On 09/08/2017 12:01 PM, Andrew Lunn wrote:
>>> So i would suggest one driver supporting all the different devices.
>>
>> There will be 5 drivers to support these devices:
>>
>> ksz9477.c - KSZ9893/KSZ9897/KSZ9567/KSZ9566/KSZ9477
>> ksz8795.c - KSZ8795/KSZ8795/KSZ8765
>> ksz8895.c - KSZ8895/KSZ8864
>> ksz8863.c - KSZ8863/KSZ8873
>> ksz8463.c - KSZ8463
>>
>> These chips have different SPI access mechanisms, MIB counter reading,
>> and register set.  These can be combined into one single driver using
>> function pointers, at least for ksz8795/ksz8895/ksz8863/ksz8463.  My
>> only concern is the memory footprint.  The customer may not want a
>> big driver to cover all the switches while only one is used.
> 
> If memory footprint is your problem, make it a compile time choice
> which devices are supported within the one driver. In practice, you
> will find most distributions just enable them all.
>  
>> Out of topic I have a question to ask the community regarding the DSA
>> port creation:
>>
>> Port 1 can be specified using the reg parameter specifying 0; port 2, 1;
>> and so on.  The KSZ8794 is a variant of KSZ8795 with port 4 disabled.
>> So
>> lan1 = 0, lan2 = 1, lan3 = 2, cpu = 4.
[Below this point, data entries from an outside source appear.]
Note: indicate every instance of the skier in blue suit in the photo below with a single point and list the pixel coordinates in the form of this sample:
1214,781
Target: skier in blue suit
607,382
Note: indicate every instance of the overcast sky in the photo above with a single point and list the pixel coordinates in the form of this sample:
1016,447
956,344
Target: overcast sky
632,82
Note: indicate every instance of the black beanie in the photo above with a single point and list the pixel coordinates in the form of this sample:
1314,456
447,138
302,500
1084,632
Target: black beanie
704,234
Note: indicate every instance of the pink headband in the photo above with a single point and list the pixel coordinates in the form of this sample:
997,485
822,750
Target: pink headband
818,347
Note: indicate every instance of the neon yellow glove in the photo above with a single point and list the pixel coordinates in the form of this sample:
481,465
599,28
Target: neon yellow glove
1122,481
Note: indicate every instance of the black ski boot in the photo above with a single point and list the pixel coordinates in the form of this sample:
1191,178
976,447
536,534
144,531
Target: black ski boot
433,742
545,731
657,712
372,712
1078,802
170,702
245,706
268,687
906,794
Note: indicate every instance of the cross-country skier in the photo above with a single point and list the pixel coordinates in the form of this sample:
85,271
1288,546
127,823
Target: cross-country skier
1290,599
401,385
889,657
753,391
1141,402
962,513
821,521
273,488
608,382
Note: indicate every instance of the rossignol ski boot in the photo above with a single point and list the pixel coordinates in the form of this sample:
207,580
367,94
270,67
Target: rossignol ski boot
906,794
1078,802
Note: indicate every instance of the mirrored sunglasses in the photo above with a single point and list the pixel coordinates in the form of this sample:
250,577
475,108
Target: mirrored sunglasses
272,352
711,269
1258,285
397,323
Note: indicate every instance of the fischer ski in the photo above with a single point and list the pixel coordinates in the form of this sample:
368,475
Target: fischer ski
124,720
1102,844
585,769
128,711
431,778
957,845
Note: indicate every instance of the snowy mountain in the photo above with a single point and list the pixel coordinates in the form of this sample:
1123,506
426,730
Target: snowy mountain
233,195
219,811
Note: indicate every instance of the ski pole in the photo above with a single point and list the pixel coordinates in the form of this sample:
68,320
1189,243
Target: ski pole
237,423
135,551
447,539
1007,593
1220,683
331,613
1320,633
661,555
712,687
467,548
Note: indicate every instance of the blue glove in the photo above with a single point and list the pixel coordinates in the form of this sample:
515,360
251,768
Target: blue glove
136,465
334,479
>> But our company Marketing does not want to promote that fact but treat
>> KSZ8794 as a distinct product.
>> So
>> lan1 = 0, lan2 = 1, lan3 = 2, cpu = 3.
>> Is this okay to hide this information inside the driver?  This is manageable
>> for KSZ8794 but for KSZ8864 the first port is disabled:
>> lan1 = 1, lan2 = 2, lan3 = 3, cpu = 4.
>>
>> I am not sure whether DSA has or will have a way to display the port
>> mapping to regular users.
> 
> So the port number to name is determined in the device tree. It
> depends on the board how the ports are named. I always suggest going
> by the label on the box. clearfog is a good example of this, 0 - lan5,
> 1 - lan4, etc.
> 
> So for the KSZ8864, ensure reg = 0 causes an error.
> 
> Does the hardware force which port is used for the CPU? I've boards
> with Marvell devices where the CPU is port 0, or port 6, or port
> 7. The hardware does not care. So we don't force anything.
> 
> As for KSZ8794 vs KSZ8795, is there different IDs in the silicon?  It
> is these IDs you are using, not the compatible string, to determine
> how the drive the silicon. You can trust the ID in the
> silicon. Anything else can be wrong.

You can't always trust the silicon to report the right revision, just
like marketing people in semiconductors tend to like to play tricks and
pretend that the same chip is the same, but it is not quite, and a new
tape-out was not possible, so it has the same ID, including the
revision. This is of course not what should be done, but it happens all
the time.

Describe in Device Tree with a proper compatible string, which may
end-up being treated the same way by the driver, and if it happens that
the silicon is not wrong, and can be differentiated, then you can always
resort to that to warn the user the wrong compatible was specified, or
that this is not going to work, or anything really.